I'm also looking for the same thing.

xxx.xxx./8.0

If anyone can help it would be great.

Willing to pay a premium for this


----------



## safevpn (Aug 25, 2013)

I have .0 ips, skype me safevpn if needed


----------



## concerto49 (Aug 25, 2013)

wlanboy said:


> Yup it does.


Yeah sounds like Runescape to me too.


----------



## SeriesN (Aug 25, 2013)

safevpn said:


> I have .0 ips, skype me safevpn if needed


Seriously dude! It has been more than 2 month. Why are you spamming?


----------



## Magiobiwan (Aug 26, 2013)

I find the posts on the Runescape Forum to be funny. "What is IPv6" "What about IPv5?"


----------



## SeriesN (Aug 26, 2013)

Magiobiwan said:


> I find the posts on the Runescape Forum to be funny. "What is IPv6" "What about IPv5?"


IPv5 got lost in translation.


----------



## BlackoutIsHere (Aug 26, 2013)

Magiobiwan said:


> I find the posts on the Runescape Forum to be funny. "What is IPv6" "What about IPv5?"

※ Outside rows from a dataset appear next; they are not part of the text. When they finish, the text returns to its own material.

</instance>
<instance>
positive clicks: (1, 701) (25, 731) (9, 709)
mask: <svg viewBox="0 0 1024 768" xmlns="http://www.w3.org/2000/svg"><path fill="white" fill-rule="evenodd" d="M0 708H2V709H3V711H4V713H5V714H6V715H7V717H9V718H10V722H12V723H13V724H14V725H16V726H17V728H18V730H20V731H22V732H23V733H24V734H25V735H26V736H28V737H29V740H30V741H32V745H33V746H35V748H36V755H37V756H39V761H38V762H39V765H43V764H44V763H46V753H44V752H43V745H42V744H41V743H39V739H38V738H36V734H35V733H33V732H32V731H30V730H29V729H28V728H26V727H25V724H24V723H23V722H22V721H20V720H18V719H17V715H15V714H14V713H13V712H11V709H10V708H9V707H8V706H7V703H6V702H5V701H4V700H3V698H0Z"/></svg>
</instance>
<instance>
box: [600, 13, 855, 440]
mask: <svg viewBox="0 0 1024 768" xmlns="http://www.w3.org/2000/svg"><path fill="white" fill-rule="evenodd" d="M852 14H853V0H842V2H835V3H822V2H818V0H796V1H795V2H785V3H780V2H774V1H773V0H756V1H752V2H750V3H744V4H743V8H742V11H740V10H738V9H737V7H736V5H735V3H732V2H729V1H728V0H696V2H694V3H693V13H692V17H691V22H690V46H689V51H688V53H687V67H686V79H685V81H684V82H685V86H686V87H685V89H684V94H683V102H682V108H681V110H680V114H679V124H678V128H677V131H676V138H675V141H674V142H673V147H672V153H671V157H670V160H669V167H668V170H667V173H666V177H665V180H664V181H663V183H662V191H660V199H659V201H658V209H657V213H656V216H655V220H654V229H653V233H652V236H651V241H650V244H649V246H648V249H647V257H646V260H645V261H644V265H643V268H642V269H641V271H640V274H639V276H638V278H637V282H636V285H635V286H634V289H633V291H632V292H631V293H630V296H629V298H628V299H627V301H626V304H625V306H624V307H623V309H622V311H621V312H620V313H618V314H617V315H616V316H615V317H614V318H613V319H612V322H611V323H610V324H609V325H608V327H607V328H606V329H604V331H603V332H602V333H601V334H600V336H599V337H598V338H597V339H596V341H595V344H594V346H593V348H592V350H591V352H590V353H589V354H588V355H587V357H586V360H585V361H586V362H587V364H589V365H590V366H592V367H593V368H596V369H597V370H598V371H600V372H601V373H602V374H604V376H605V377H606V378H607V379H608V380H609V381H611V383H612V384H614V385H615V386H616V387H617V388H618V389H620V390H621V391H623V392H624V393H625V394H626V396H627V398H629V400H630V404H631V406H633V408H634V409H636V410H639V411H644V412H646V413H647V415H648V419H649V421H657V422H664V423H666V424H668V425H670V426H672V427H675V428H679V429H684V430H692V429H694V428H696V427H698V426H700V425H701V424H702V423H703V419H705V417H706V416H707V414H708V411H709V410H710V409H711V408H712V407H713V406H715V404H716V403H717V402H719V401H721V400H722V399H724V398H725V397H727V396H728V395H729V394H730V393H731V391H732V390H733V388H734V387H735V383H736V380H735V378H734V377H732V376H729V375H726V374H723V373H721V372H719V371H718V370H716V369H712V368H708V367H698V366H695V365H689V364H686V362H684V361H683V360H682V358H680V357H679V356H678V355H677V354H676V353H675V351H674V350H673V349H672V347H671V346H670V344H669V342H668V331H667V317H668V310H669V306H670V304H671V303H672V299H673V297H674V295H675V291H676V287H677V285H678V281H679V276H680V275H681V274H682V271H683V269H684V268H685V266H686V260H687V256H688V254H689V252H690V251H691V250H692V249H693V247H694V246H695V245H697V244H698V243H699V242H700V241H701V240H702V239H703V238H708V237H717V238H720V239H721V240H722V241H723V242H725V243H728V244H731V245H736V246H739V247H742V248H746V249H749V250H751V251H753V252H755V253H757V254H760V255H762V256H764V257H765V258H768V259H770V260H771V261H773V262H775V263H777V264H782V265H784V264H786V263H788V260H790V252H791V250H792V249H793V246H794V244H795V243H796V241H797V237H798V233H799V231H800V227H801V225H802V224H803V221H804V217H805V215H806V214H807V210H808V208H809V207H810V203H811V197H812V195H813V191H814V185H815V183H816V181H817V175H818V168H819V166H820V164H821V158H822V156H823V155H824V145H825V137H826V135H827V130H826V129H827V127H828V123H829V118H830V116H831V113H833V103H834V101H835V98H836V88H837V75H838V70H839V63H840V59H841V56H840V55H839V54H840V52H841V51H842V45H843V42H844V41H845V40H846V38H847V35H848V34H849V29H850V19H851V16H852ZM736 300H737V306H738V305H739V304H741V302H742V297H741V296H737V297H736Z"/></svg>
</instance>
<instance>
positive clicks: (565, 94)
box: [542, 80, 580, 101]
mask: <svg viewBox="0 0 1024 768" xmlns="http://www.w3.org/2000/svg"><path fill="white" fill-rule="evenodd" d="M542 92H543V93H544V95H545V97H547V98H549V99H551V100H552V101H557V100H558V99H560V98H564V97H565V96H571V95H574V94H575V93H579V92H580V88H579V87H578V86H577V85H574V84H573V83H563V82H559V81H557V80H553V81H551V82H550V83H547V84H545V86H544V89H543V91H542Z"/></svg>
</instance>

LOL Priceless! I can't believe anyone would be that dumb.


----------



## Magiobiwan (Aug 26, 2013)

It's Runescape. What do you expect? A load of geniuses? The ones who actually know what the hell an IP Address even IS are rare enough it seems. And the ones who actually know what a VPN, what a Subnet, and what an Octet are is rarer still. If the entire RS community were to descend upon the forum, we'd all be committing suicide to get away.


----------